In general, one can prove that \begin{equation} \mathbb{E}[f(X_t)|X_t=x]=f(x)\tag{1} \end{equation} where $X_t$ is the Ito process: $\mathrm{d}X_t=a(t,X_t)\mathrm{d}t+b(t,X_t)\mathrm{d}W_t$. Suppose now I have to evaluate $$ \mathbb{E}\left[\int_{0}^Tc(t,X_t)\mathrm{d}W_t\bigg|X_t=x\right] $$

Is it $\displaystyle \int_0^T c(t,x)\mathrm{d}W_t$ or $\displaystyle\mathbb{E}\left[\int_0^Tc(t,x)\mathrm{d}W_t\right]=0$? The correct answer should be the second but is this coherent with $(1)$?

Answer 1

The statement you want to prove is valid if the integral is a true martingale.

Indeed it is an elementary property of the stochastic integral to have null expectation if it is a martingale.

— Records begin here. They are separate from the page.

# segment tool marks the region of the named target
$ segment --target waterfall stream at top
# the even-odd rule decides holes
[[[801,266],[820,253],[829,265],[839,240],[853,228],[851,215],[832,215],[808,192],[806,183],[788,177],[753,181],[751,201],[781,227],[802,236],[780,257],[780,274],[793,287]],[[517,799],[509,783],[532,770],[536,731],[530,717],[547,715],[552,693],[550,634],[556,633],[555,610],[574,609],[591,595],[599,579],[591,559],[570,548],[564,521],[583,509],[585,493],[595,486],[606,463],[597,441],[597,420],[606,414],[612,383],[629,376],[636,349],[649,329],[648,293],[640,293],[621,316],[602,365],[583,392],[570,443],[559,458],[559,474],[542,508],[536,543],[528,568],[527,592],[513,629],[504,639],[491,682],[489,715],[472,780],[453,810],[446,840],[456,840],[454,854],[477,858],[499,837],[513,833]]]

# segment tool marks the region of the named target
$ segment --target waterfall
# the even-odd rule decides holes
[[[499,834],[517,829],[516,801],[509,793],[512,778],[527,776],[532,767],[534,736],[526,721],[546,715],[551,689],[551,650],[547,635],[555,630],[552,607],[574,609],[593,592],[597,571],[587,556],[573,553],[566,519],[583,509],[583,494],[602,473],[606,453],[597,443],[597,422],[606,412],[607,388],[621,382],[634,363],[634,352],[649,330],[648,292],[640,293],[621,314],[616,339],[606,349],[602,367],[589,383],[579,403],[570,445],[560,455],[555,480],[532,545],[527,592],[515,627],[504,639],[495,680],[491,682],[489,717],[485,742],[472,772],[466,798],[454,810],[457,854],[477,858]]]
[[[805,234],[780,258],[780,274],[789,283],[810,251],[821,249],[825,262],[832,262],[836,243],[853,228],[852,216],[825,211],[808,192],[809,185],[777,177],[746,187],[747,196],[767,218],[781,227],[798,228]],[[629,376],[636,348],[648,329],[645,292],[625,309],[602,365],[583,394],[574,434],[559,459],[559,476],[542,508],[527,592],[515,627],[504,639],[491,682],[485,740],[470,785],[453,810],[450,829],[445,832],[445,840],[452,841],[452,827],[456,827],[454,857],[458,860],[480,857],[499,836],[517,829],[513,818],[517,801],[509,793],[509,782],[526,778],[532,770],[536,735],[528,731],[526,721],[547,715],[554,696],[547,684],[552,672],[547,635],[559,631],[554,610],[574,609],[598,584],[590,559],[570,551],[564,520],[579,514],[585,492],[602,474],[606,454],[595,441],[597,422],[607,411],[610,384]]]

A suffcient condition for the integral $\int_{0}^{t}c(\omega, s) dM_s$ to be a martingale on $[0,T]$ is that:

1. $c(w,s)$ is adapted and measurable in $s$
2. $\mathbb{E}[\int_{0}^{T}c^2(\omega, s)ds] < \infty$

If, in particular, $M_t$ is a martingale and $c$ is bounded, then it can be proved that the integral is also a martingale.

If in general $M_t$ is only a local martingale we can't say much about that expectation.